Jogou o celular na cama e recostou-se na mesma. Exausta. Precisava parar, dar um tempo ao menos. Organizou de qualquer jeito a bagunça colocando tudo em seu closet novamente. Pendurou a chave no colar que ganhara do ex-namorado. Única recordação que mantinha dele. O pingente de uma árvore. Achou estranho na época, não ser um coração ou algo que remetesse o amor, hoje entende que o simbolismo da árvore está ligado as suas ramificações e subdivisões e era fascinada por isso. Sempre o escondia sob a roupa. Veio à calhar.

Desceu disposta a comer alguma coisa pois tinha pulado o almoço contrariando Dora sua governanta. Depois pensou em sair com sua moto talvez por uma última vez, mas não sabia para onde ir, a caverna já era, o amigo estava afastado, e lá fora ainda havia jornalistas a espreita. Bufou. Mas lembrou-se rapidamente que não havia comunicado ao Sr. Fattori seu tutor, que iria para Alemanha. Ele a deixaria ir? Subiu para escovar os dentes e trocar de roupa. Pediu para Jackson levá-la ao escritório do advogado.

(...)

- Pode entrar senhorita Stefany. - Greta sorriu simpática depois que desligou o ramal do patrão. A garota agradeceu e entrou na sala do Dr. ainda sorrindo. Sorriso este que apagou assim que viu que havia mais uma pessoa na sala.

Ele a olhou, o mesmo olhar que sempre dirigiu a ela. Fany engoliu seco, a respiração falha quase a impediu de falar...

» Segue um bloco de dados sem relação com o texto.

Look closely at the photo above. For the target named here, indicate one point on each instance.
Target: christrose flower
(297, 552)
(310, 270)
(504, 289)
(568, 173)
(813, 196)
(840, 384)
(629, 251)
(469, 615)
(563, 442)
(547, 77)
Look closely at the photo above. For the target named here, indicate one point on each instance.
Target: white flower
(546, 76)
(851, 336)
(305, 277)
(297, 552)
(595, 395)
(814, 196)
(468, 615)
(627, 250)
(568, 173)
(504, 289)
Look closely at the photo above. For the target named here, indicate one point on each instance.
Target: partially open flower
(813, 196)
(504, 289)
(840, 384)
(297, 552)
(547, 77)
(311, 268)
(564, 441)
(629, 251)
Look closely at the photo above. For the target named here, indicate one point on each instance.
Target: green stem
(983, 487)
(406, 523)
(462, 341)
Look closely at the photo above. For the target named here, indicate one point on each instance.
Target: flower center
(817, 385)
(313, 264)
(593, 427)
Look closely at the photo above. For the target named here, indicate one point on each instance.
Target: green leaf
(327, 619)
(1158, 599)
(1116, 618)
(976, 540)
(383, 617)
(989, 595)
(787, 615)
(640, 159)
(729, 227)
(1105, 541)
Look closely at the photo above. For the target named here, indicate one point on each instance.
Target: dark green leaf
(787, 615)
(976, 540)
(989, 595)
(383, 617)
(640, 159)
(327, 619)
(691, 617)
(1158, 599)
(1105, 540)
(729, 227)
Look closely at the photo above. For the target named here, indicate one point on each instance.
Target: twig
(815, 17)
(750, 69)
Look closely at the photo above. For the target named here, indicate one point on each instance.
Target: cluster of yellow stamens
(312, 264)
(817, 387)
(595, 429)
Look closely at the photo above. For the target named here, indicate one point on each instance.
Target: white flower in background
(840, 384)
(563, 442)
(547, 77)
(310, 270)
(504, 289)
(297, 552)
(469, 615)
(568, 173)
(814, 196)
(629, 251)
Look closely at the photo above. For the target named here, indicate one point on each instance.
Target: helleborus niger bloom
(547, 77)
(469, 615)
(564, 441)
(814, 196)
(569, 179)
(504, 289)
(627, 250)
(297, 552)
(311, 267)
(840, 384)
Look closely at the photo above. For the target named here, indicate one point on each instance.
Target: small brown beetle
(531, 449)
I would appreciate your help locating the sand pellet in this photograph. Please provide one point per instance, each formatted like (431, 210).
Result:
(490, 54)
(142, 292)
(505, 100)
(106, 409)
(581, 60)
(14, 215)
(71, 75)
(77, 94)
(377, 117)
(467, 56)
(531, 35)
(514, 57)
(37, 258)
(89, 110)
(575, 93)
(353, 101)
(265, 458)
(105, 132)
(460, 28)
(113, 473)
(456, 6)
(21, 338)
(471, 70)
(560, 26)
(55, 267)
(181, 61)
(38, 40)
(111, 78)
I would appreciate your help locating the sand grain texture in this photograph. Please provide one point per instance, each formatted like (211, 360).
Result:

- Nick!... - sussurrou. Dominic Fattori, seu ex namorado estava ali á sua frente, em carne e osso.

(...)

Munique, 02 de março de 1930

Liebes Tagebuch,

Descobri que estou completamente apaixonada. É um sentimento libertador e assustador ao mesmo tempo. Sinto que sou capaz de fazer qualquer coisa por Adolph, e nem sei se ele sente o mesmo. Ele nunca deixou à entender pelo menos.

(...)

Munique, 10 de abril de 1930.

Liebes Tagebuch,

Nada mais importa, hoje soube que sou correspondida. Ele pediu que o acompanhasse a um passeio no fim de semana. Será que estou sonhando? Vou me beliscar. Ai! Não estou sonhando!!!!

(...)

Munique, 15 de abril de 1930.

Liebes Tagebuch,

A semana passou devagar demais, mas finalmente chegou o dia em que sairei com o amor da minha vida. Está tudo tão perfeito que até assusta. Disse que seria um presente adiantado de aniversário para ele. Dentro de poucas horas ele virá me buscar. Minha mãe e minha irmã Gretl me ajudaram a escolher um vestido. Agora vou indo, preciso me preparar.

Munique, 16 de abril de 1930.

Liebes Tagebuch,

Eu quero morrer. Meu pai não me deixou sair com Adolph e desta vez, nem minha mãe conseguiu impedir sua agressão contra mim. Estou com um olho roxo e os lábios cortados. Mas o que mais dói é meu coração que está sangrando de ódio e amor ao mesmo tempo. Será que perdi o grande amor da minha vida? Se perdi, também estou prestes a perder a sanidade.